There are many benefits to Facebook. For example, we can catch up with people who we have lost contact with in the past, organise events and, more importantly, increase our social interaction which has been proven to reduce stress and tension. However, there are disadvantages which we sometimes overlook. How often is it that people simply pass other people in the corridor or street, who on Facebook have been given the term “friend”? Surely a more appropriate label would be “acquaintance”. How many others could this label apply to? Admittedly, many people do not get lulled into the false idea that these people really are their true friends. However, some people end up diluting their relationships with their true friends or even losing them altogether. This leads to them having lots of “friends” both online and in the flesh but few, if any, ‘true’ friends. We should question whether we would really be friends with these people if it wasn’t for the digital connection between us all. How many of these people really have our best interests at heart?

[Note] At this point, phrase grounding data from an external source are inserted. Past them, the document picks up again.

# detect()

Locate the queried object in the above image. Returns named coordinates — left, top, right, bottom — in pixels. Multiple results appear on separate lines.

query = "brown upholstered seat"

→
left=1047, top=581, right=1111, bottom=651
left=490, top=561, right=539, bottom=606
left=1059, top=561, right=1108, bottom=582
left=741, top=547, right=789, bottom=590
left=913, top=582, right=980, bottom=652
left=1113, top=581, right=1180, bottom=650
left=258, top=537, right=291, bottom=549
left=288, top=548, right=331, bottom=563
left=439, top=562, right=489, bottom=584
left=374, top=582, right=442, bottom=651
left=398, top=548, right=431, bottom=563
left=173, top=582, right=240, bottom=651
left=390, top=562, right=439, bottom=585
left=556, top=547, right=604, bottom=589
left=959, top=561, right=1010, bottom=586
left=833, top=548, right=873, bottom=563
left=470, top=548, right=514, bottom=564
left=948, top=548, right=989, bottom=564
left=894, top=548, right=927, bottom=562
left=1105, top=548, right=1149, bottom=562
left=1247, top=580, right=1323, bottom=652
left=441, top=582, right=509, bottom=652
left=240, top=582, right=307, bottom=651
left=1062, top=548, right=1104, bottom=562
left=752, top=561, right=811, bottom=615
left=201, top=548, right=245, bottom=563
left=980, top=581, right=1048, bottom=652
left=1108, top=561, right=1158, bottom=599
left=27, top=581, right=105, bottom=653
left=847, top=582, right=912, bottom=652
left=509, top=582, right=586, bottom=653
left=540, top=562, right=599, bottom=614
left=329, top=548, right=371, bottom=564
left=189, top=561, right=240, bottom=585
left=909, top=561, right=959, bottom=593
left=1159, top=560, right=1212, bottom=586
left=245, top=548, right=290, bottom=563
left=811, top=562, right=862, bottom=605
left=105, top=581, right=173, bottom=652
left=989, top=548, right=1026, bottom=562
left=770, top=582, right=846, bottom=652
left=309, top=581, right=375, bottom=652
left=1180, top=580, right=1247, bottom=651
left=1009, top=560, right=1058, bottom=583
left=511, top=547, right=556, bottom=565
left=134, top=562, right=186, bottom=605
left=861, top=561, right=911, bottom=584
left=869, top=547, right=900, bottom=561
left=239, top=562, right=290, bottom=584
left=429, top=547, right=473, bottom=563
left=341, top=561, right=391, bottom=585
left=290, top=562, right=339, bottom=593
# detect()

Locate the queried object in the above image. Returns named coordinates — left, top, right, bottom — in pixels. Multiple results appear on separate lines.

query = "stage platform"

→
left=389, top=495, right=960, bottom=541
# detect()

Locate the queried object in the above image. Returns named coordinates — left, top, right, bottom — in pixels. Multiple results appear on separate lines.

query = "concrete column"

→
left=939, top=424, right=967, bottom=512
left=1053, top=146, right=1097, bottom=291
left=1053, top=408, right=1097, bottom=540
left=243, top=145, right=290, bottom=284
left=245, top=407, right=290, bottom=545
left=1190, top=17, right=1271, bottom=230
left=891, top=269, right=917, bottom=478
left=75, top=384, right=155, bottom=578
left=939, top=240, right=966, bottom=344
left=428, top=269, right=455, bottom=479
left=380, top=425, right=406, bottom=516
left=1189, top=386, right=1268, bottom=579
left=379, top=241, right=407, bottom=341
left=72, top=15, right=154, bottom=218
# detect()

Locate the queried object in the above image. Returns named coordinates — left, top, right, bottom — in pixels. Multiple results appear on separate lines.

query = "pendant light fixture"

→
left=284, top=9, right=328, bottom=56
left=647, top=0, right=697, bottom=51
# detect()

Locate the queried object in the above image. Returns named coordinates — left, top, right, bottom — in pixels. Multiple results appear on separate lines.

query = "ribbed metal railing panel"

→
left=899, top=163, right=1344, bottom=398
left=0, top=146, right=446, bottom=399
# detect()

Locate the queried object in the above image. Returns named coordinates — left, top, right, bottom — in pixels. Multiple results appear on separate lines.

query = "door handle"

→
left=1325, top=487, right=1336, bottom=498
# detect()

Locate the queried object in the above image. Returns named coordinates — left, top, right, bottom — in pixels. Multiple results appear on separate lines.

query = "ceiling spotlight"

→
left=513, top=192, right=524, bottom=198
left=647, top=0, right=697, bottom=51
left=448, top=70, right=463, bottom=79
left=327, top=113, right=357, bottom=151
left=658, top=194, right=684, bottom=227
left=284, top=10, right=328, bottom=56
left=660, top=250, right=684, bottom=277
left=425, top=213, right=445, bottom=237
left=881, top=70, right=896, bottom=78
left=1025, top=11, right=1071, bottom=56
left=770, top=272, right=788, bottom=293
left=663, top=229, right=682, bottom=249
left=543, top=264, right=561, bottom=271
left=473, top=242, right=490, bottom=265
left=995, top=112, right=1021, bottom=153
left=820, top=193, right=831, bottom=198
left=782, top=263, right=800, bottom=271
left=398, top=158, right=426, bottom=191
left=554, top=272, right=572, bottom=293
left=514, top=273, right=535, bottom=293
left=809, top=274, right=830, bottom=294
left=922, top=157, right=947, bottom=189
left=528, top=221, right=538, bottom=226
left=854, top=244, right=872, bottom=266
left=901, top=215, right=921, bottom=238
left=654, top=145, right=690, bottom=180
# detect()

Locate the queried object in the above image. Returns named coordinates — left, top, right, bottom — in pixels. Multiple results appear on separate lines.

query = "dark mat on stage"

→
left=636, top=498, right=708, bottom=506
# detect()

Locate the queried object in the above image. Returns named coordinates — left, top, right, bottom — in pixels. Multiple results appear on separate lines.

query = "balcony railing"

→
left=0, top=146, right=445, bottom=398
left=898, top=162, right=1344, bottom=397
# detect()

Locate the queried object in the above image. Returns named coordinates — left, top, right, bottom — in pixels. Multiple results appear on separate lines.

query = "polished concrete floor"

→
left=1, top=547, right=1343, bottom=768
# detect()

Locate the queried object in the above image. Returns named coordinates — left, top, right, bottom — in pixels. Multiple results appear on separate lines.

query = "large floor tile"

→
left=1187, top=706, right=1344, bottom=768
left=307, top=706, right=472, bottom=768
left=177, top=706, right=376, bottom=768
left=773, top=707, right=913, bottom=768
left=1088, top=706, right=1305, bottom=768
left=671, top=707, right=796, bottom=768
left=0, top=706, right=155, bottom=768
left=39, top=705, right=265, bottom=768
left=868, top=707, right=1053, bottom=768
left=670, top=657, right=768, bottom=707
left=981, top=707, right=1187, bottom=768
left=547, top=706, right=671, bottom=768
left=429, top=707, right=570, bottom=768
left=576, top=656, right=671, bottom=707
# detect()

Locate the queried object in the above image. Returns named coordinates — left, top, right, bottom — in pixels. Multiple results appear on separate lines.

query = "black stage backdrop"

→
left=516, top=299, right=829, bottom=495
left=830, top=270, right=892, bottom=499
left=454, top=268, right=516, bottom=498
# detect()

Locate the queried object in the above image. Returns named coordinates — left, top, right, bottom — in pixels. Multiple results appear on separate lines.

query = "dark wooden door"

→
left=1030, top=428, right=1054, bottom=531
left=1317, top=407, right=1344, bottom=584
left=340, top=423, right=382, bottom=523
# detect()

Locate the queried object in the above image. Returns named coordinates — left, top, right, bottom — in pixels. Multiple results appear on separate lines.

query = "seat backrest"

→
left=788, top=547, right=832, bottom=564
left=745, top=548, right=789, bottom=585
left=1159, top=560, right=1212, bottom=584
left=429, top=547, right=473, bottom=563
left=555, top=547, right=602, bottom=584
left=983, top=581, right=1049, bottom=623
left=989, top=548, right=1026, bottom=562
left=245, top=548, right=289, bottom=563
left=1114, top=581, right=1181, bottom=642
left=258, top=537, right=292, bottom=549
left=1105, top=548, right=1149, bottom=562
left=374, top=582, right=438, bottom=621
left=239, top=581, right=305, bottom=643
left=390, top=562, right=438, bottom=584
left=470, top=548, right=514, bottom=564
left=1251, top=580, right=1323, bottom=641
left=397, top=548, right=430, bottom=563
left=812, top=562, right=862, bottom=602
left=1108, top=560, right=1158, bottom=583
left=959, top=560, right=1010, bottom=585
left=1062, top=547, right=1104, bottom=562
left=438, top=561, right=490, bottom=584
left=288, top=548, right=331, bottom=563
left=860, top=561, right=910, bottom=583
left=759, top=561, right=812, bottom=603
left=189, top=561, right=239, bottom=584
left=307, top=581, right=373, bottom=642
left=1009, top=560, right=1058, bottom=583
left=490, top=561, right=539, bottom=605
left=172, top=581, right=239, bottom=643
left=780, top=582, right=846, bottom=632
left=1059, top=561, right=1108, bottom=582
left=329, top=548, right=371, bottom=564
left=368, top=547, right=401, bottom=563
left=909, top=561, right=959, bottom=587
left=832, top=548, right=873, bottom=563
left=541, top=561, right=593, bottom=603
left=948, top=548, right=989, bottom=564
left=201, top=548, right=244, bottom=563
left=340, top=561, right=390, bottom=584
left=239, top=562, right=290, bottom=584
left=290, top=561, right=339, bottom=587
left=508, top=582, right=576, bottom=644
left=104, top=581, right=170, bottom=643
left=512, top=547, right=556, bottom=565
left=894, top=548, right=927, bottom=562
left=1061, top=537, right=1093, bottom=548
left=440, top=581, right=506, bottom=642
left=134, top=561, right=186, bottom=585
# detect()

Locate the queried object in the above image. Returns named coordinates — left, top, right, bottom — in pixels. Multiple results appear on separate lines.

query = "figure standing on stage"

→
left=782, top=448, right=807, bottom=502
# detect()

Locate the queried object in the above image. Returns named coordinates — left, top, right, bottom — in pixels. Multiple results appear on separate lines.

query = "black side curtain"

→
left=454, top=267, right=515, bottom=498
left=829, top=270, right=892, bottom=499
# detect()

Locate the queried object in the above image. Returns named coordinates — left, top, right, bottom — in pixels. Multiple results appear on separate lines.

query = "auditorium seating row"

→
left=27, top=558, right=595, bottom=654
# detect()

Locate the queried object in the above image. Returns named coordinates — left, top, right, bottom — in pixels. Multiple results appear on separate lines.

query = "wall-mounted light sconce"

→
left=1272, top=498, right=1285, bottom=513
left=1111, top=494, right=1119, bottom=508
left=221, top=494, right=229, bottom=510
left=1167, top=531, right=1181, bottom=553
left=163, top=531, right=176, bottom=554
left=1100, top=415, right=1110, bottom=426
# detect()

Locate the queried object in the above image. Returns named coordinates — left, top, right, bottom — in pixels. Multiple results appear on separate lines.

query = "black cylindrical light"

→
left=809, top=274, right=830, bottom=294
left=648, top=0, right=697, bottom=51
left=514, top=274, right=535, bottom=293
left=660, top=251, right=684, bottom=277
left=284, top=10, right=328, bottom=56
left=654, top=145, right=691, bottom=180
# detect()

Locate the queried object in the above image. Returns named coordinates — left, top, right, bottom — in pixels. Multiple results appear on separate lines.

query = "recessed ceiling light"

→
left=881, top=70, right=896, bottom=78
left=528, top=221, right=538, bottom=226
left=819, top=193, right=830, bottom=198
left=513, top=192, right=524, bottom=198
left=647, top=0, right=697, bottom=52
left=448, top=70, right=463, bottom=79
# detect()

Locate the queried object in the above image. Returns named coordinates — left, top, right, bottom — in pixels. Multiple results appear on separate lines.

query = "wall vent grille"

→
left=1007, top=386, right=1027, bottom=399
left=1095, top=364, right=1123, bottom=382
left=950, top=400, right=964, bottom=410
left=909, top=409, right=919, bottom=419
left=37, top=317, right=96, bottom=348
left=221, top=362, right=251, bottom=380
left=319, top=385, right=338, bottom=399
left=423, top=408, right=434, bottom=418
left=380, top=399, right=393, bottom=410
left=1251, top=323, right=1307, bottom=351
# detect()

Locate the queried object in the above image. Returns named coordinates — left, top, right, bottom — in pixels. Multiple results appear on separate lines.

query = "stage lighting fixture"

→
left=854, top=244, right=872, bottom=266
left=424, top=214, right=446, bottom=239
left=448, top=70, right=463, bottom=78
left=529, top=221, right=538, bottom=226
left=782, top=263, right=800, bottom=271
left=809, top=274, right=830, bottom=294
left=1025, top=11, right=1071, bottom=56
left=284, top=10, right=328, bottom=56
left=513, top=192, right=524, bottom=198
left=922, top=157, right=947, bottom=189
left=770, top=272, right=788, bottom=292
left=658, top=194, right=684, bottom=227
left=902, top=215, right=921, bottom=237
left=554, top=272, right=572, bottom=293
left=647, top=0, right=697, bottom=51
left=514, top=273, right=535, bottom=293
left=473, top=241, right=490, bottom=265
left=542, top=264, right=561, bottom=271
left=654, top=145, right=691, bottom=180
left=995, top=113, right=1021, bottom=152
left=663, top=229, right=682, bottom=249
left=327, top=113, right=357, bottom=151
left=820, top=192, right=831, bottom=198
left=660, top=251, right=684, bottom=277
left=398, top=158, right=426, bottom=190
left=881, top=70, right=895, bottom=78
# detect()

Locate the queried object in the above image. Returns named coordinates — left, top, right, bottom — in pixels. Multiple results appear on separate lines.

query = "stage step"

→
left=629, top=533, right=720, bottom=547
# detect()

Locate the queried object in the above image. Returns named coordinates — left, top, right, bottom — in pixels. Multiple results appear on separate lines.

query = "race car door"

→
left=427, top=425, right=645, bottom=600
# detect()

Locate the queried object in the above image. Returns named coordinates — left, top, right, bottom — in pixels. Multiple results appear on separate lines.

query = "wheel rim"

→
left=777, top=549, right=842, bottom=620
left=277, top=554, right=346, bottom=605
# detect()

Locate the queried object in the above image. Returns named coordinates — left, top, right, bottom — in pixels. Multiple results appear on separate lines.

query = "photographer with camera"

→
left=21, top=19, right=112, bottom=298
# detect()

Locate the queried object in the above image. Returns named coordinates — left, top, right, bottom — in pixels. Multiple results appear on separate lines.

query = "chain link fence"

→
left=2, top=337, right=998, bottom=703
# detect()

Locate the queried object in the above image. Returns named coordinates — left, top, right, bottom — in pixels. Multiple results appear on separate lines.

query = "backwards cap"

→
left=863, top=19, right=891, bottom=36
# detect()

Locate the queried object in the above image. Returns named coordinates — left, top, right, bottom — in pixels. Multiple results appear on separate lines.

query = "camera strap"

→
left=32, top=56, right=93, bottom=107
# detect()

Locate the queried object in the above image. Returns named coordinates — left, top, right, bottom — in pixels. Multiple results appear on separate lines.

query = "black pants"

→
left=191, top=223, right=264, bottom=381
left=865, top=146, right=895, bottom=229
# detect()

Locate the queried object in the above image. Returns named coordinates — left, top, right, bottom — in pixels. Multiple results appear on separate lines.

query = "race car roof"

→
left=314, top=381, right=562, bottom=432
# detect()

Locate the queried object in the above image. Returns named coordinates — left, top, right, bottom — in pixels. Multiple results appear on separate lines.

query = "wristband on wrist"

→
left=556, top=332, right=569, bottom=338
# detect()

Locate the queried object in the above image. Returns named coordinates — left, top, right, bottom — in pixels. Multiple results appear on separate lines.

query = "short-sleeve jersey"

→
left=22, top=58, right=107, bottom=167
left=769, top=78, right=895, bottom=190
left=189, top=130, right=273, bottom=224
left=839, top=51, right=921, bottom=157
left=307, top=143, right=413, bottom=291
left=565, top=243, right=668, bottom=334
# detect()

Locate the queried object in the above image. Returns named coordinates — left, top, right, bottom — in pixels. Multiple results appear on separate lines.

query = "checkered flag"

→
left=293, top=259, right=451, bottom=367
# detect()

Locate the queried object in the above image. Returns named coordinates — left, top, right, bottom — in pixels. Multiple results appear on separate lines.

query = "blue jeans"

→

This then begs the question of how this will change in the future. Some things are certain, for example, almost 700,000 new people have access to the internet every day and this is likely to continue for the foreseeable future. The speed and ease of using the internet is also increasing daily. The obvious benefits of social media are increasing all the time. Furthermore, with 4G (faster mobile internet*) being released shortly in many major cities in the UK, the internet will become even more accessible on the move and who is to say that it will not be normal for people, in a decade or two, to have friends who they will never meet face to face in their entire life time. Yet, there is one thing that all Facebook users will do well to remember which is that social media should only be used to supplement our real life relationships rather than be a complete substitute for face to face interaction, as proper social interaction is a necessity for us all.
*faster than most houses in the UK get now through a wired connection (up to 30Mb/s).